From homeless to graduate
Wily Network helps student find his way
College is hard if you’re homeless — but a new organization in the city is trying to help, providing support and structure that students from traditional families can often get from their parents.
“When I was taking the gap year, I was also homeless. I was just kind of focusing on work and so it was just more of how was I going to — I don’t know — live on a daily basis,” said Eric James, 23-year-old Boston native.
James was the very first scholar, and now graduate, of The Wily Network, a Boston nonprofit that shepherds struggling youth through college by supporting them in nearly every way imaginable.
James spent six years in foster care before attending Suffolk University with his eyes on one day becoming a lawyer. His dreams were dashed when an outstanding bill of $4,000 kept him from returning after his freshman year.
“It looked like I was just going to be working low-end jobs and living on a day-today basis,” said James, who found himself living in an adult male shelter near South Bay House of Correction as a teenager in 2016.
That’s when he was connected with Judi Alperin King, executive director of Wily Network. James would soon become the first Wily Scholar.
The Wily Network offers financial support for things like clothes, books, transportation, a cell phone, dorm room set-up, transportation and a computer.
“You don’t want to go to college and feel less than,” said King, adding, “You’re immediately isolated on your campus and so you have to fight through that.”
The network also sticks with students through therapy appointments, meetings with the Department of Children and Families and helps them to lock down summer and winter housing, prepare for jobs and internships and coordinate fun weekend outings, dinners and lunches.
King said, “It’s a community of people who silently understand their story so no one has to say, ‘Were you in foster care? Were your parents incarcerated?”

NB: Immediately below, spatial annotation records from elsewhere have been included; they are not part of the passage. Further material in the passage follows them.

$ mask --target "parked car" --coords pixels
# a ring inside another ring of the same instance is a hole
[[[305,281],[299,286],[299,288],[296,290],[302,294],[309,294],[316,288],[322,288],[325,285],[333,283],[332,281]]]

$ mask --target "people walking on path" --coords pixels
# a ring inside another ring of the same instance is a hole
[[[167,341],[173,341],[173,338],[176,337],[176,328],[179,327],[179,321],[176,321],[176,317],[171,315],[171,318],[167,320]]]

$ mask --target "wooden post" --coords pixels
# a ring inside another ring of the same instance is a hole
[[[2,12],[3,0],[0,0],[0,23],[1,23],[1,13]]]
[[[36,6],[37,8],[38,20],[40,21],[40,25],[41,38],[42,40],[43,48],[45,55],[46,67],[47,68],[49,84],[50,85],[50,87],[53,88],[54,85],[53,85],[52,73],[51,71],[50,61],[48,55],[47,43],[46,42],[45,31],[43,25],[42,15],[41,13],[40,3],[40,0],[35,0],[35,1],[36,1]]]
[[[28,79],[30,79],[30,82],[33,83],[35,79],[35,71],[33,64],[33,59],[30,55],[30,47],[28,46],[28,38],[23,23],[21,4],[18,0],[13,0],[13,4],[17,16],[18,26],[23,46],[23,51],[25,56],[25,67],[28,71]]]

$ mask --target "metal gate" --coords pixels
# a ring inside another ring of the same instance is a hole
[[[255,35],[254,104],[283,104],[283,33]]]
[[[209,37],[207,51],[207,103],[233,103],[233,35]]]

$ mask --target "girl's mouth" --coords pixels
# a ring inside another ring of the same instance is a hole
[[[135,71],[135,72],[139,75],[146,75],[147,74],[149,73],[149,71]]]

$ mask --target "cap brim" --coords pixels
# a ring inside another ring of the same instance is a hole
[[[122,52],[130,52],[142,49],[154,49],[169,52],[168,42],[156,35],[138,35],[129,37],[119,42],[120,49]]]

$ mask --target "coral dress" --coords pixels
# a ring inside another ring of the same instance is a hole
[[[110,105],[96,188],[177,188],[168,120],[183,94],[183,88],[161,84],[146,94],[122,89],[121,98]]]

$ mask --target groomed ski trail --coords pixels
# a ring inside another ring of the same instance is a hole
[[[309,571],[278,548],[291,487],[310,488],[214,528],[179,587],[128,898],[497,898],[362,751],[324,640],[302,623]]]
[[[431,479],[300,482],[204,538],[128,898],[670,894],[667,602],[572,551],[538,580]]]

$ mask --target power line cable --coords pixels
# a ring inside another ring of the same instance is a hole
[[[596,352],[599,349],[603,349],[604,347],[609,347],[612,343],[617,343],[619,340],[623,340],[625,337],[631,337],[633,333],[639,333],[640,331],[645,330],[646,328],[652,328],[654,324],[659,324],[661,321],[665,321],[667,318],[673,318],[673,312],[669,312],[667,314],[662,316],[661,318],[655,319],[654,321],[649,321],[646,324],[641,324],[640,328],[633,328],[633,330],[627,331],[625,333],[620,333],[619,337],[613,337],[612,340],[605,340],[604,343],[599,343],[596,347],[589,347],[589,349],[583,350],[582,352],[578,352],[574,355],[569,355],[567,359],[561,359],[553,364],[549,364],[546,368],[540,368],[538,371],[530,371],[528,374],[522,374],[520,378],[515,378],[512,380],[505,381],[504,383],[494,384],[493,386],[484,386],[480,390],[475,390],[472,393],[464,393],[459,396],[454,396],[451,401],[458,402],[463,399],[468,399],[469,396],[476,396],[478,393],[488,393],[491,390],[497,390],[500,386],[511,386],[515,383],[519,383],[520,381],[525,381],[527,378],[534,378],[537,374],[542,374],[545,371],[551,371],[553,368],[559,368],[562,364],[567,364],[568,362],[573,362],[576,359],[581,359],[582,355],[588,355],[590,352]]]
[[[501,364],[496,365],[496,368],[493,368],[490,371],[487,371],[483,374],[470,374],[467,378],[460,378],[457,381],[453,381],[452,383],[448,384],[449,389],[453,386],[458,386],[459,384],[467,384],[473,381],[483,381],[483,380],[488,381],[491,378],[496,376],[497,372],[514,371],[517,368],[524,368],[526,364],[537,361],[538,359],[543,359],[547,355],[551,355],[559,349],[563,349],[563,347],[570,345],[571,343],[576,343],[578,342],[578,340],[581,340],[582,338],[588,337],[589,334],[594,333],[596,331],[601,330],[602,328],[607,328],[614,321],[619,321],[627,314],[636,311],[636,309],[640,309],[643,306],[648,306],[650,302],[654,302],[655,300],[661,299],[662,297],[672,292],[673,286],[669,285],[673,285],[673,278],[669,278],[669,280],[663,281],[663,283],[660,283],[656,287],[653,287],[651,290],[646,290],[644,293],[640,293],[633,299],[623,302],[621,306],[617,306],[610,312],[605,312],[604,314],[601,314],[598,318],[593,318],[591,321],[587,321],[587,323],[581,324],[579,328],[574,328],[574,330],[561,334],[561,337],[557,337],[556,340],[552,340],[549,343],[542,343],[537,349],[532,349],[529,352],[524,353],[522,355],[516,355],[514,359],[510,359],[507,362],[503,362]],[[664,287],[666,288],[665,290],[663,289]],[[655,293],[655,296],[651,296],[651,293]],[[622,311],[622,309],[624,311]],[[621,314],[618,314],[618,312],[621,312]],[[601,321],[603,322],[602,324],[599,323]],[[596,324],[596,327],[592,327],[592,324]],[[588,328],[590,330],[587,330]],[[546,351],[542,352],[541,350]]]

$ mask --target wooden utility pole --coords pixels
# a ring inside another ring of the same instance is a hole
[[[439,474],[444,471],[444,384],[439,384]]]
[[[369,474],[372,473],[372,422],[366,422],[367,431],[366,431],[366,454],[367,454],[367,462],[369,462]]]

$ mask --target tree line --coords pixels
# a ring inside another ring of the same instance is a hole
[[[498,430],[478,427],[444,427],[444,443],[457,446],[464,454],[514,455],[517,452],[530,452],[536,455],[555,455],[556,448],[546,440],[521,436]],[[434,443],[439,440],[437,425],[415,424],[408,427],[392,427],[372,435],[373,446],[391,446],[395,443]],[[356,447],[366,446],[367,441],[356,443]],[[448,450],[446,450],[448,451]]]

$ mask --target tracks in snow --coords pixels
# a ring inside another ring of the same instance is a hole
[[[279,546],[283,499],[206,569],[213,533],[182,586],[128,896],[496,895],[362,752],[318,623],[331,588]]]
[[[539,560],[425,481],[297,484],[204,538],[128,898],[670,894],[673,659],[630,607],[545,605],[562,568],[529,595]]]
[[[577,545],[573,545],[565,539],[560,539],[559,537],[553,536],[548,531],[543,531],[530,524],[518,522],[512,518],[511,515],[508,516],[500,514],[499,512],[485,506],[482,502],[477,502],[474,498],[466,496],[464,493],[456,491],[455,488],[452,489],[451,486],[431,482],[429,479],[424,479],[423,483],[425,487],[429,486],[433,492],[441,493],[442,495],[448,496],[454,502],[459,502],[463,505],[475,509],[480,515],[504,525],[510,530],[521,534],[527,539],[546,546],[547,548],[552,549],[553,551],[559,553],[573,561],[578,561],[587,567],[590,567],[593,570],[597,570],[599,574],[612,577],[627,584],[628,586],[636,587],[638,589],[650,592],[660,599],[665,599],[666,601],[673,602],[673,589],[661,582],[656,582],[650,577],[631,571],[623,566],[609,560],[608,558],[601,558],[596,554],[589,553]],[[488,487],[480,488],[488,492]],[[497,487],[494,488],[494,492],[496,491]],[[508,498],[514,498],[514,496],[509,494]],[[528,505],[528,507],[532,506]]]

King helped James get back on track and before long, he moved on campus at UMass Dartmouth to study criminal justice.
King is James’s Wily coach, a mentor that all the scholars get to help navigate college life along with other difficult moments during the year such as holidays and parents’ weekend.
This fall, the Wily Network will work with 63 scholars and operates mostly on referrals from schools or shelters. The average cost to support a student for a year is $12,500, funded mainly through private donations.
King watched in admiration as James soared through his academic career, starting an organization on campus, becoming president of the
Black Student Union, interning at three different courthouses and making the Dean’s List.
“It’s amazing to me to think about that first day we went on that campus … and he just took it in and hit the ground running and did everything right. It was amazing to watch,” said King.
Last month, James graduated from college with his sights set on owning his own law firm one day.
“I really have my degree. It’s just crazy. It hasn’t sunk in yet,” said James.
King said, “I’m so proud of what he did and his ability to turn it around, not just give up.”